Il ne serait pas seul dans ce combat où Jean-Luc Mélenchon, pour sa part productiviste repenti, a, il y a plus de dix ans déjà, jeté les bases de l’écosocialisme et de l’intérêt qu’il y aurait à changer de fond en comble les priorités de la société et d’abord les conditions de la vie sociale.
La précarité aussi bien écologique que sociale est sciemment sinon organisée du moins maintenue en l’état pour continuer à semer les germes de la discorde dans le corps social : les pauvres qui combattent d’autres pauvres – parce qu’ils sont d’une autre religion ou simplement immigrés - ouvrent toutes grandes les portes du profit pour ceux qui assistent, amusés, à la dispersion des énergies dans des luttes picrocholines.

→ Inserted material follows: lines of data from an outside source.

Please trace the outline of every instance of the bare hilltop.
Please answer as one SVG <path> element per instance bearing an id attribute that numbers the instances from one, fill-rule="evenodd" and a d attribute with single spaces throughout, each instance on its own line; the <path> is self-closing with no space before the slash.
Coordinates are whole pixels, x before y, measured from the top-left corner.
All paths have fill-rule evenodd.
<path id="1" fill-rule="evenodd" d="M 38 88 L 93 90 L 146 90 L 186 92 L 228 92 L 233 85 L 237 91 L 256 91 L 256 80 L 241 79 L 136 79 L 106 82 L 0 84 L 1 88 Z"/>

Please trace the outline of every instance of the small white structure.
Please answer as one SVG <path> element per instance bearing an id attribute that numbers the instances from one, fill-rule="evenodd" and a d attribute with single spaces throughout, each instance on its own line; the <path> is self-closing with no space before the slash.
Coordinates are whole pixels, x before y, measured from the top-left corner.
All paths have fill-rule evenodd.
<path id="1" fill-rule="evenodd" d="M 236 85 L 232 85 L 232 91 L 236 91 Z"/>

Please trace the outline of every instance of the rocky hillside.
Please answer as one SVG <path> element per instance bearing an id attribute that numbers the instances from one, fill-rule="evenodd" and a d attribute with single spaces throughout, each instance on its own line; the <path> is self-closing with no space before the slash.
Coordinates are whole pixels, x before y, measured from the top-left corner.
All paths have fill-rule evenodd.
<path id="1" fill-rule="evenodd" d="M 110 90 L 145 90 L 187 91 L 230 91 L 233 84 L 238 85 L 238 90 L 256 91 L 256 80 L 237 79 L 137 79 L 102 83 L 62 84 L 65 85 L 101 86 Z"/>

L’émergence du Front National devenu Rassemblement National n’est rien d’autre qu’une partie de ce calcul sordide mais bien pensé qui, favorisé par une presse aux ordres du grand capital, a bâti une opposition incolore et insipide et en tout cas nullement contraire à ses desseins.
Outre que ce parti agit comme un repoussoir qui ramène finalement au bercail les brebis égarées, même son éventuel passage au pouvoir ne pourrait constituer en aucune manière un frein aux ambitions effrénées de la ploutocratie.
On le voit en Italie ou, mises à part les éructations ridicules de Salvini, élu grotesque et inculte porté au pouvoir par une partie des dégoûtés, le gouvernement est incapable de mettre en œuvre le dixième de ce qu’il proposait au choix des Italiens.
Je ne sais pas si les Italiens se contenteront longtemps de la chasse au sorcières qui leur est proposée que ce soit l’Europe communautaire ou les malheureux qui échouent sur leurs côtes après avoir échappé à mille morts.
L’écosocialisme est le fruit d’une réflexion qui a pris ses racines dans l’appel du Club de Rome en 1972, fruit d’une étude de chercheurs du MIT et sobrement intitulé « Halte à la croissance ».
Il a d’abord irrigué naturellement les associations de défense de l’environnement comme les « Amis de la terre » pour ensuite s’étendre à la société tout entière et présider à la naissance de partis écologistes un peu partout en Europe et même sur la planète. Le capitalisme – jamais en retard d’une pensée innovante – s’est aussitôt saisi de cette problématique qui voit aujourd’hui des pollueurs patentés usurper des instruments de dépollution pour tirer profit à la fois de leurs activités coupables et des moyens d’y apporter remède.
Nicolas Hulot était un homme et comme tel pas exempt de contradictions comme en est pétrie d’ailleurs la lutte pour l’écologie politique qui nous a trop souvent présenté des gens qui se sont saisis de l’argument écologique par opportunisme et qui abandonnent fort souvent leurs convictions déclarées pour le plat de lentilles que sait leur offrir le système.
C’est au moins un reproche que je ne ferai pas à Nicolas Hulot qui, assailli de questions auxquelles on ne lui permettait pas d’apporter des réponses, abandonne le confort relatif d’un ministère pour essayer de redevenir ce qu’il était : une conscience.
Et ce sera là son plus difficile combat : faire oublier ses renoncements.